|4/1/2014 12:35:00 PM|
Quilt installation returns to City Hall
The "Two Rivers, Three Sisters" quilt installation has lived out a Johnny Cash song: It's been everywhere, man. The traveling exhibit has hung all around the Pacific Northwest and as far away as Yokohama, Japan.
|Designer Donna Rice was acknowledged at a quilt installation event. photo by Jim Cornelius|
Now, it's come home to Sisters.
Quilters, local dignitaries and interested citizens gathered Wednesday evening to celebrate the installation's return to its permanent display in the council chambers at Sisters City Hall.

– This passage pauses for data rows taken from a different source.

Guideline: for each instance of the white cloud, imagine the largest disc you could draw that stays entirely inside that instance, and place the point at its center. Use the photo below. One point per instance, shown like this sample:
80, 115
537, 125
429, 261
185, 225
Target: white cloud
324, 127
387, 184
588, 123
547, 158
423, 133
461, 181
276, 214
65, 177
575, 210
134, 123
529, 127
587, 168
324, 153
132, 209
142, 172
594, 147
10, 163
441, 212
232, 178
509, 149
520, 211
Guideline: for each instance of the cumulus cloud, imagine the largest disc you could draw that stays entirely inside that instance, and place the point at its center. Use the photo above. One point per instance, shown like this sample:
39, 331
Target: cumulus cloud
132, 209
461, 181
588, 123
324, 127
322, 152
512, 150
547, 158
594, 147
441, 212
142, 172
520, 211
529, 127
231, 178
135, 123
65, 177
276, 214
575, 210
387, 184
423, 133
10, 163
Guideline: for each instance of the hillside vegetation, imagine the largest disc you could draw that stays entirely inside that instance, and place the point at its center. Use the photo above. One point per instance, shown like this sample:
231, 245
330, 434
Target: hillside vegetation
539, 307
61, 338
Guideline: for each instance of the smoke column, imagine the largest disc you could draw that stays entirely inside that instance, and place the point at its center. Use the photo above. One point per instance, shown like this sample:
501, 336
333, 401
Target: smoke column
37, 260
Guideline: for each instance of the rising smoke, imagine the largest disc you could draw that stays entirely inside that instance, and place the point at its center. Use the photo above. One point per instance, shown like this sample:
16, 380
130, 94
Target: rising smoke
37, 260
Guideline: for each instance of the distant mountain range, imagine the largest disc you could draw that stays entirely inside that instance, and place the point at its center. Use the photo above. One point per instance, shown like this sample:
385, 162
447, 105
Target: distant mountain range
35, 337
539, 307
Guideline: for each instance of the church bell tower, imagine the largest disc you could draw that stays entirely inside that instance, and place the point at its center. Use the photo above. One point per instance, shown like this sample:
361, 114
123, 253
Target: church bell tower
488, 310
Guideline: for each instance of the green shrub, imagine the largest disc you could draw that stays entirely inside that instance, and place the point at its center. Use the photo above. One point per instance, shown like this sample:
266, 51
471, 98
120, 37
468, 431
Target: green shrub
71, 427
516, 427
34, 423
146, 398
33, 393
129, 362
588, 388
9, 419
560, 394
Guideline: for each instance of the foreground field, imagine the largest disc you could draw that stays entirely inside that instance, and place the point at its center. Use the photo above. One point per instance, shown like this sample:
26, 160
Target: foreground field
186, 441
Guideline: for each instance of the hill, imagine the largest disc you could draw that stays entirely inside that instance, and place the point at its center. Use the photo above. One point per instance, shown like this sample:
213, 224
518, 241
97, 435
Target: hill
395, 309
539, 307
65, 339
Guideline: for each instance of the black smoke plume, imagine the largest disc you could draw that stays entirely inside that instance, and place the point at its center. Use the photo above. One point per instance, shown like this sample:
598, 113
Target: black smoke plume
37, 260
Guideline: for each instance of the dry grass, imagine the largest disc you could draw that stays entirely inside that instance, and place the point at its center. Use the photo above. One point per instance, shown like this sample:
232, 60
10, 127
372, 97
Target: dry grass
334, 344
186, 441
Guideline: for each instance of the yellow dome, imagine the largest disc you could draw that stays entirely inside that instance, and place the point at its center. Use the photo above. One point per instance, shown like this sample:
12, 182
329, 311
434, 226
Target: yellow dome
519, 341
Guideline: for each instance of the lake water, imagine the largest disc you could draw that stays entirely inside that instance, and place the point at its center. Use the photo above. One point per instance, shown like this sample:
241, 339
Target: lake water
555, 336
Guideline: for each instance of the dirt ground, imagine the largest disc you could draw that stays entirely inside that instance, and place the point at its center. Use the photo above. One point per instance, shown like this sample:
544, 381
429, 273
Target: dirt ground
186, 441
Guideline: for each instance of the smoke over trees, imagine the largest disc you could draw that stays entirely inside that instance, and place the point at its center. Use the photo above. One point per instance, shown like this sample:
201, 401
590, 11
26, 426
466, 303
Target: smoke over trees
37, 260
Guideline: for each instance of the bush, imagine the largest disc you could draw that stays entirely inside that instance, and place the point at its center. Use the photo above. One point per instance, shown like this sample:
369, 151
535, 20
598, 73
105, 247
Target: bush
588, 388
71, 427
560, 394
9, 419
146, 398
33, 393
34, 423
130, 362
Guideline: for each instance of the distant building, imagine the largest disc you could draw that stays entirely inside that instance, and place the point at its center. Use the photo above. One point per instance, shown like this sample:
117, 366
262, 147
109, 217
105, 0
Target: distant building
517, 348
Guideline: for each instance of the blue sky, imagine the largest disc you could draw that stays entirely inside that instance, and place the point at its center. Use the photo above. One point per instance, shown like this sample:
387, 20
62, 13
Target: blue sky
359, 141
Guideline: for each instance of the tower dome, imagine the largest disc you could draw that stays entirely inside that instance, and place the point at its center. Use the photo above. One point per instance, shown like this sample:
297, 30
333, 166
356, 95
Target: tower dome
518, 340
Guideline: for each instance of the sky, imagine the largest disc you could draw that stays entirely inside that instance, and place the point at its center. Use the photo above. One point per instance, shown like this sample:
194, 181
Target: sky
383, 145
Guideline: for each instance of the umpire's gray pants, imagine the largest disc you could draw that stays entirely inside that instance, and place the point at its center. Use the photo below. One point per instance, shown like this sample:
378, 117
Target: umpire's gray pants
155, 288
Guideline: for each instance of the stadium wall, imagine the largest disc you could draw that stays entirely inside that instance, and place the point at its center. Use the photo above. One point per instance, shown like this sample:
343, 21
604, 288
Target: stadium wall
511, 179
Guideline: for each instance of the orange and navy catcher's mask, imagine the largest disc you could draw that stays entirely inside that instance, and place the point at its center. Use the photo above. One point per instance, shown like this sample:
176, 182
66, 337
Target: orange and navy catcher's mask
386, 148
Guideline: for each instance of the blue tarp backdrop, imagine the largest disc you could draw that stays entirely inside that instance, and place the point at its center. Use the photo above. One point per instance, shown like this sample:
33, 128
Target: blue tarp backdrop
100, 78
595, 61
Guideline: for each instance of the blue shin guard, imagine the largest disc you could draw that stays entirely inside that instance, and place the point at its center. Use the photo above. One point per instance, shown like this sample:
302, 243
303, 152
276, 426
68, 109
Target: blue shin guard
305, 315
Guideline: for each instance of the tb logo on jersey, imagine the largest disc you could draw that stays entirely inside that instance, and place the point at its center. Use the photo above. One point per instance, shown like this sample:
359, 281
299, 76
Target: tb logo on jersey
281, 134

"Two Rivers, Three Sisters" is a 40-foot-long quilt made up of 17 quilt panels by Central Oregon quilt artists, celebrating the city of Sisters' natural surroundings and unique quilting culture. A river runs through each panel and into the next as a connecting thread.
The City of Sisters was awarded a $10,000 grant from the Oregon Arts Commission/Ford Family Foundation to acquire the collaborative quilt work. Additional funding for the purchase was provided by The Roundhouse Foundation, the Koons Family Foundation of the Oregon Community Foundation, and individual donors. Many of the quiltmakers generously donated to the purchase of the piece.
The National Forest Foundation matched the donation 1:1 for a total of $24,500. The funds went to an overlook project on Whychus Creek.
Maret Pajutee of the Sisters Ranger District described restoration work on Whychus Creek and the Metolius River. The Whychus, she noted, had been "lost": It lost its water, it lost its fish, it lost its original native name. All are being restored.
"We've been on this restoration rocket ride," she said.
The Metolius River was far from lost: It is so popular that Pajutee described it as "being loved to death." Much work has been done on trail rehabilitation, stewardship thinning, and other work to keep this treasure from slipping away.
"We've been very fortunate to have all of this community energy to help us do what we want to do here," she said.
The permanent installation of "Two Rivers, Three Sisters" brings the project full circle. Ann Richardson, former executive director of the Sisters Outdoor Quilt Show, recalled the first meeting of quilters to get the project going. They laid out a design conceived on paper by quilter Donna Rice. The main design element was the river running through the quilt; otherwise quilters were given great latitude for their own interpretation.
The paper design concept was laid out on the very wall where the final product hangs.
"I still get chills when I think of that day," Richardson said.
Richardson's successor at Sisters Outdoor Quilt Show, Jeanette Pilak, said, "It's so great to have this here. Every time I come in to City Hall, I look at it, 'cause you always see something new."
Funders of the project are: National Forest Foundation; Sisters Outdoor Quilt Show; U.S. Forest Service; Deschutes County Cultural Coalition; Deschutes County Economic Development Fund Discretionary Grant; Oregon Arts Commission with support from the National Endowment for the Arts; The Roundhouse Foundation; Deschutes Land Trust; Deschutes River Conservancy.